21-04 — EM Algorithm
Phase: 21 — Probability & Statistics for ML (Advanced) Subject: 21-04 Prerequisites: 21-01 (Bayesian Inference), 12-01 (Maximum Likelihood Estimation), 10-02 (Conditional Probability), 13-04 (KL Divergence), 14-06 (Convex Functions — Jensen's inequality) Next subject: 21-05 — Exponential Family
Learning Objectives
By the end of this subject, you will be able to:
- Derive the EM algorithm from Jensen's inequality — prove that the E-step computes the expected complete-data log-likelihood and the M-step maximizes it
- Prove that EM monotonically increases the marginal likelihood at each iteration
- Apply EM to Gaussian Mixture Models (GMMs) — derive the E-step responsibilities and M-step parameter updates
- Analyze EM convergence: why it can be slow (linear convergence) and when it gets stuck in local maxima
- Connect EM to k-means clustering as a limiting case (hard EM with σ² → 0)
Core Content
1. The Problem: MLE with Latent Variables
Many models have latent (unobserved) variables z that make direct MLE intractable:
$θ_MLE = argmax_θ log p_θ(x) = argmax_θ log ∫ p_θ(x, z) dz $
The log of an integral doesn't simplify. But if we OBSERVED z, the complete-data log-likelihood log p_θ(x, z) would be easy to maximize. EM alternates between filling in z (E-step) and maximizing with filled-in z (M-step).

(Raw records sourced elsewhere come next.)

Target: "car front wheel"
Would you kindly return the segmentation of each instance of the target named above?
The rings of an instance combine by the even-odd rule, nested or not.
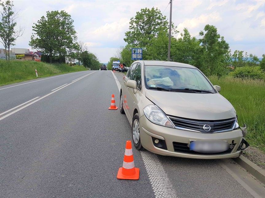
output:
[[[135,114],[133,118],[132,136],[135,148],[138,150],[144,150],[144,148],[142,145],[140,136],[140,122],[138,113]]]

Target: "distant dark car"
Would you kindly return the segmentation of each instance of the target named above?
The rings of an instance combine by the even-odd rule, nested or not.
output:
[[[101,67],[100,68],[100,70],[107,70],[107,67],[105,65],[101,65]]]
[[[120,68],[120,67],[119,66],[119,68],[118,69],[118,70],[119,72],[127,72],[128,71],[128,69],[129,69],[129,68],[128,67],[126,67],[126,65],[124,64],[123,64],[123,67],[122,69]]]

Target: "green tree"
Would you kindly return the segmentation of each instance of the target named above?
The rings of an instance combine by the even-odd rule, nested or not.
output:
[[[112,69],[112,62],[113,61],[117,61],[119,60],[119,58],[116,57],[111,57],[110,58],[110,60],[108,62],[108,64],[107,66],[108,68],[108,69],[109,70],[111,70]]]
[[[88,69],[92,63],[91,57],[89,53],[86,50],[82,52],[81,55],[81,61],[84,66]]]
[[[244,51],[235,50],[232,55],[232,65],[235,68],[242,67],[245,63],[244,53]]]
[[[72,50],[69,53],[69,56],[72,58],[77,60],[78,65],[80,65],[81,54],[87,49],[86,44],[82,41],[80,41],[78,43],[75,43],[73,45]]]
[[[5,47],[6,59],[7,60],[8,55],[9,61],[10,58],[10,47],[14,45],[17,39],[22,35],[25,28],[19,27],[15,29],[18,14],[14,10],[13,2],[9,0],[0,2],[0,6],[2,8],[2,11],[0,13],[0,38],[2,40],[0,42]]]
[[[201,31],[199,35],[203,38],[199,39],[203,47],[202,55],[206,75],[224,74],[229,57],[229,45],[217,32],[217,28],[208,24],[205,26],[204,32]]]
[[[29,45],[41,50],[49,55],[52,62],[53,56],[66,56],[73,48],[76,39],[76,32],[71,16],[64,10],[48,11],[33,26],[34,32]]]
[[[130,67],[134,61],[131,60],[132,48],[131,45],[127,44],[123,48],[122,51],[121,52],[121,58],[120,61],[123,63],[125,63],[127,67]]]
[[[125,32],[124,40],[129,44],[140,47],[147,46],[154,37],[157,37],[161,31],[167,31],[169,23],[165,16],[157,8],[145,8],[136,12],[131,18],[129,30]],[[175,27],[172,24],[172,31]]]
[[[171,43],[174,42],[172,37]],[[149,42],[150,45],[143,52],[143,58],[146,60],[166,61],[168,50],[168,35],[167,32],[160,31],[157,37],[153,37]]]
[[[173,61],[190,64],[202,68],[201,54],[203,52],[200,41],[192,37],[188,29],[185,28],[181,37],[173,39],[171,44],[171,57]]]
[[[96,56],[87,50],[81,54],[80,61],[84,66],[87,69],[98,70],[100,68],[100,63]]]
[[[262,59],[259,62],[259,66],[263,71],[265,72],[265,54],[262,54]]]

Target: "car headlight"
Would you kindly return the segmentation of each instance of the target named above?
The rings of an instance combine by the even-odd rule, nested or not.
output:
[[[236,120],[236,121],[235,122],[235,124],[234,124],[234,126],[233,126],[233,129],[237,129],[239,128],[239,125],[238,124],[238,122],[237,121],[237,119]]]
[[[143,112],[147,118],[153,123],[174,128],[168,118],[156,106],[152,104],[147,105],[144,108]]]

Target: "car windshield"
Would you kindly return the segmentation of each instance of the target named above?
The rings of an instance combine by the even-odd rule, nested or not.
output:
[[[205,77],[195,68],[146,65],[145,78],[149,88],[169,91],[215,92]]]

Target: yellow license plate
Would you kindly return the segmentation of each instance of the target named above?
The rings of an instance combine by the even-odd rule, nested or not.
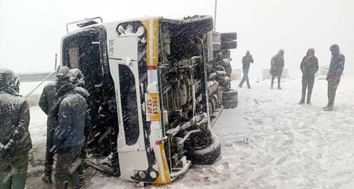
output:
[[[145,93],[146,120],[160,121],[160,104],[158,93]]]

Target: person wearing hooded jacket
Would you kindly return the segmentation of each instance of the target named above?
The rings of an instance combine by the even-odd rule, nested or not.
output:
[[[338,45],[332,45],[330,48],[330,50],[332,53],[332,57],[326,78],[328,82],[327,91],[328,104],[327,106],[323,108],[325,111],[332,111],[333,110],[336,92],[341,81],[341,76],[344,70],[345,61],[345,57],[339,51]]]
[[[85,125],[89,119],[87,104],[78,94],[69,76],[56,76],[55,106],[53,117],[56,126],[54,138],[56,166],[55,188],[66,188],[70,179],[72,188],[80,188],[77,168],[81,163],[80,153],[84,146]]]
[[[239,85],[239,87],[242,87],[245,81],[246,81],[247,84],[247,88],[251,89],[251,85],[250,85],[250,80],[248,78],[248,72],[250,70],[250,63],[253,63],[253,58],[252,57],[252,55],[250,54],[250,51],[247,50],[246,52],[246,56],[242,57],[242,72],[243,72],[244,76],[242,78],[242,80]]]
[[[67,74],[69,69],[66,66],[63,66],[58,73]],[[44,162],[44,173],[42,180],[47,183],[52,182],[52,170],[54,162],[54,151],[53,150],[53,138],[56,123],[53,119],[53,111],[55,105],[55,94],[56,93],[56,82],[48,83],[43,88],[38,105],[42,110],[47,115],[47,141]]]
[[[306,55],[304,57],[300,65],[300,68],[302,72],[302,90],[301,100],[298,104],[305,104],[306,88],[308,87],[306,103],[311,105],[311,96],[315,83],[315,74],[318,71],[318,60],[315,56],[314,49],[311,48],[307,51]]]
[[[88,106],[90,107],[90,93],[84,88],[85,81],[82,72],[78,69],[73,68],[70,69],[69,71],[68,75],[70,78],[70,80],[72,83],[75,86],[75,90],[76,93],[85,99]],[[89,111],[88,110],[89,110],[89,109],[88,109],[87,110],[87,113],[89,115]],[[90,124],[91,120],[88,120],[86,122],[89,122],[88,124]],[[86,166],[86,159],[87,157],[86,145],[90,133],[90,126],[86,126],[85,129],[85,141],[80,152],[80,156],[81,160],[81,163],[78,168],[80,188],[83,188],[85,185],[85,168]]]
[[[281,89],[280,87],[280,77],[283,73],[284,68],[284,50],[279,50],[278,54],[274,55],[270,61],[270,75],[272,76],[270,83],[270,88],[273,88],[273,84],[275,77],[278,78],[278,89]]]
[[[0,69],[0,188],[23,189],[32,142],[29,107],[18,93],[20,80],[13,72]]]

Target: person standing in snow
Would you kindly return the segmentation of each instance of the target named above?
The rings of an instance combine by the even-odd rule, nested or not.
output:
[[[66,66],[60,68],[59,73],[67,74],[69,69]],[[53,119],[53,111],[55,106],[55,94],[56,93],[55,82],[48,83],[43,89],[39,99],[38,105],[42,110],[47,115],[47,141],[44,162],[44,173],[42,180],[47,183],[52,182],[52,169],[54,162],[54,152],[53,150],[53,138],[56,124]]]
[[[81,163],[80,151],[85,143],[85,125],[88,119],[86,100],[76,92],[69,76],[56,76],[56,106],[53,111],[57,123],[54,135],[55,187],[66,188],[70,179],[73,188],[79,188],[78,167]]]
[[[301,100],[298,104],[305,104],[306,88],[308,87],[307,103],[311,105],[311,95],[315,83],[315,74],[318,71],[318,60],[315,56],[315,49],[312,48],[307,51],[306,55],[302,59],[300,68],[302,72],[302,90]]]
[[[332,45],[330,48],[330,50],[332,53],[332,57],[326,78],[328,82],[328,104],[327,106],[323,108],[325,111],[332,111],[333,110],[336,91],[341,81],[341,76],[344,70],[344,62],[345,61],[344,55],[339,51],[338,45]]]
[[[242,87],[244,83],[246,81],[247,84],[247,88],[251,89],[251,85],[250,85],[250,80],[248,78],[248,72],[250,70],[250,63],[253,63],[253,58],[252,57],[252,55],[250,54],[250,51],[247,50],[246,52],[246,56],[242,57],[242,72],[243,72],[244,76],[242,78],[240,84],[239,85],[239,87]]]
[[[70,80],[72,83],[75,86],[75,90],[76,93],[84,97],[86,100],[86,102],[89,106],[90,104],[90,93],[84,87],[85,87],[85,78],[82,72],[77,68],[73,68],[70,70],[69,72],[69,76],[70,78]],[[89,111],[87,110],[87,113]],[[91,122],[91,120],[88,120]],[[89,123],[89,124],[90,124]],[[80,157],[81,160],[81,163],[78,168],[79,180],[80,182],[80,188],[82,188],[85,185],[85,167],[86,166],[86,158],[87,157],[87,148],[86,145],[87,143],[87,138],[90,133],[90,126],[86,126],[84,130],[85,135],[85,141],[80,152]]]
[[[280,87],[280,77],[283,73],[284,68],[284,50],[279,50],[278,54],[272,58],[270,61],[270,75],[272,75],[270,88],[273,88],[273,84],[275,77],[278,78],[278,89],[281,89]]]
[[[29,106],[19,94],[20,80],[13,72],[0,69],[0,188],[23,189],[27,179]]]

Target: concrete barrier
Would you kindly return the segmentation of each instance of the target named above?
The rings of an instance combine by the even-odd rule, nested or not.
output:
[[[28,102],[30,107],[36,106],[38,105],[39,99],[41,97],[40,95],[30,95],[27,96],[26,99]]]

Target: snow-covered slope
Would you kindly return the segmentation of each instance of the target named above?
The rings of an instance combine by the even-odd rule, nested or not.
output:
[[[234,81],[236,87],[239,81]],[[341,188],[354,187],[354,77],[342,77],[335,110],[324,112],[327,82],[316,79],[313,105],[298,105],[301,80],[270,89],[270,81],[239,89],[239,107],[224,110],[214,128],[222,142],[214,165],[195,166],[184,178],[147,188]],[[40,180],[46,139],[45,115],[31,108],[33,149],[27,187],[50,188]],[[87,188],[131,188],[135,183],[88,169]]]

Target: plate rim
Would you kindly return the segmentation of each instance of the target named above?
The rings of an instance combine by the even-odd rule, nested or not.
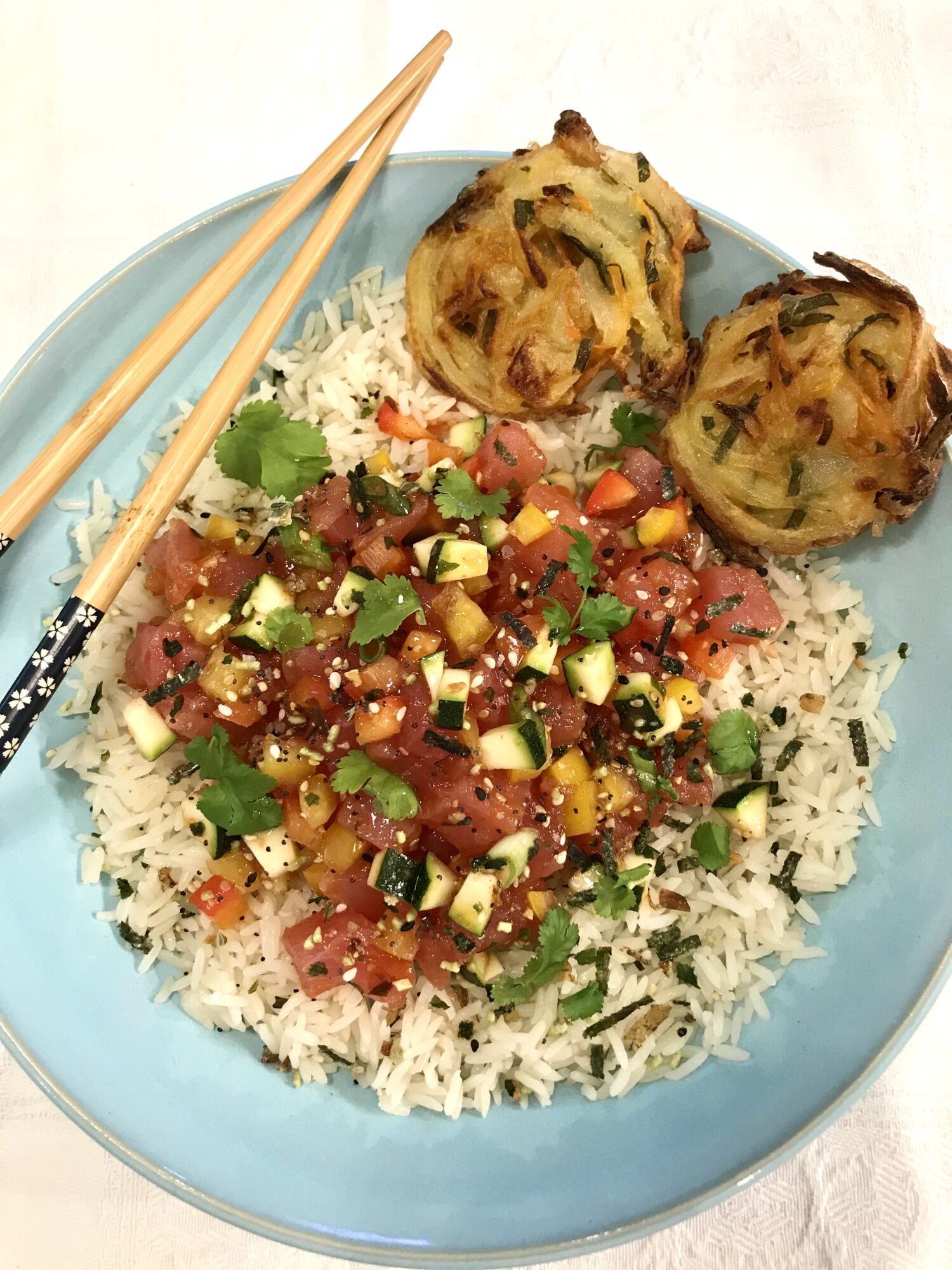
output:
[[[425,163],[459,163],[479,159],[504,159],[505,151],[496,150],[424,150],[406,154],[391,155],[385,163],[385,168],[402,166],[407,164]],[[352,164],[343,169],[349,170]],[[231,212],[260,202],[272,194],[287,188],[293,177],[270,182],[256,189],[248,190],[232,198],[217,203],[207,211],[183,221],[180,225],[152,239],[137,251],[126,257],[108,273],[88,287],[76,300],[55,318],[50,325],[33,340],[29,348],[20,356],[10,371],[0,381],[0,404],[15,385],[20,375],[33,364],[41,356],[46,345],[76,318],[90,301],[104,292],[117,278],[122,277],[141,260],[171,246],[179,239],[195,229],[215,220],[220,220]],[[759,250],[768,251],[778,265],[783,269],[797,268],[797,262],[786,251],[782,251],[772,241],[748,227],[725,216],[722,212],[710,208],[707,204],[688,199],[693,207],[710,217],[722,229],[734,236],[750,243]],[[918,994],[904,1017],[896,1024],[887,1040],[878,1052],[869,1059],[866,1067],[854,1080],[824,1109],[815,1115],[802,1128],[788,1137],[774,1151],[760,1157],[753,1166],[740,1170],[726,1181],[718,1182],[701,1194],[683,1200],[680,1204],[661,1209],[635,1222],[622,1223],[595,1234],[578,1236],[575,1238],[560,1240],[552,1243],[536,1243],[519,1248],[493,1248],[482,1253],[452,1252],[437,1248],[415,1250],[413,1260],[406,1257],[399,1246],[388,1243],[371,1243],[352,1240],[343,1240],[322,1233],[320,1236],[308,1234],[297,1227],[277,1222],[260,1214],[250,1213],[246,1209],[211,1195],[208,1191],[192,1186],[183,1177],[171,1172],[162,1165],[156,1163],[147,1156],[128,1146],[117,1137],[107,1125],[90,1116],[83,1105],[74,1099],[52,1076],[39,1059],[20,1041],[15,1030],[10,1026],[0,1011],[0,1044],[13,1057],[14,1062],[30,1077],[30,1080],[50,1097],[50,1100],[63,1111],[74,1124],[83,1129],[99,1146],[104,1147],[114,1158],[133,1168],[147,1181],[160,1186],[168,1194],[182,1199],[194,1208],[201,1209],[211,1217],[228,1222],[251,1234],[286,1243],[291,1247],[302,1248],[308,1252],[317,1252],[325,1256],[341,1259],[358,1259],[372,1265],[402,1265],[410,1267],[423,1266],[514,1266],[533,1265],[542,1261],[553,1261],[561,1257],[585,1255],[603,1248],[614,1247],[630,1240],[642,1238],[654,1234],[669,1226],[685,1220],[689,1217],[704,1212],[715,1204],[722,1203],[731,1195],[760,1181],[774,1168],[779,1167],[802,1147],[823,1133],[834,1120],[836,1120],[853,1102],[863,1093],[868,1086],[889,1067],[899,1050],[906,1044],[915,1029],[923,1021],[929,1008],[939,996],[946,980],[952,974],[952,944],[946,949],[944,955],[933,969],[928,983]]]

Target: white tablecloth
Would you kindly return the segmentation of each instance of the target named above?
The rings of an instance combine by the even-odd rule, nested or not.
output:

⚠️ THIS IS CRITICAL — EM is the foundational algorithm for training models with latent structure: GMMs, HMMs, topic models (LDA), factor analysis, and many more. Understanding EM is understanding how to learn from incomplete data.
2. Derivation from Jensen's Inequality
For any distribution q(z) over the latent variables:
$log p_θ(x) = log ∫ p_θ(x, z) dz
= log ∫ q(z) · p_θ(x, z)/q(z) dz
≥ ∫ q(z) · log(p_θ(x, z)/q(z)) dz [Jensen]
= E_q[log p_θ(x, z)] − E_q[log q(z)]
= L(q, θ)
$
L(q, θ) is a lower bound on log p_θ(x). EM alternately maximizes this bound:
E-step: Fix θ, find q that makes the bound tight (KL=0):
$q^{(t)}(z) = p_{θ^{(t)}}(z | x) [the posterior over latents]
$
M-step: Fix q, maximize the bound with respect to θ:
$θ^{(t+1)} = argmax_θ E_{q^{(t)}}[log p_θ(x, z)]
$
The E-step computes the expected complete-data log-likelihood under the current posterior. The M-step maximizes it.
Why it works:
$log p(x; θ^{(t+1)}) ≥ L(q^{(t)}, θ^{(t+1)}) [Jensen bound]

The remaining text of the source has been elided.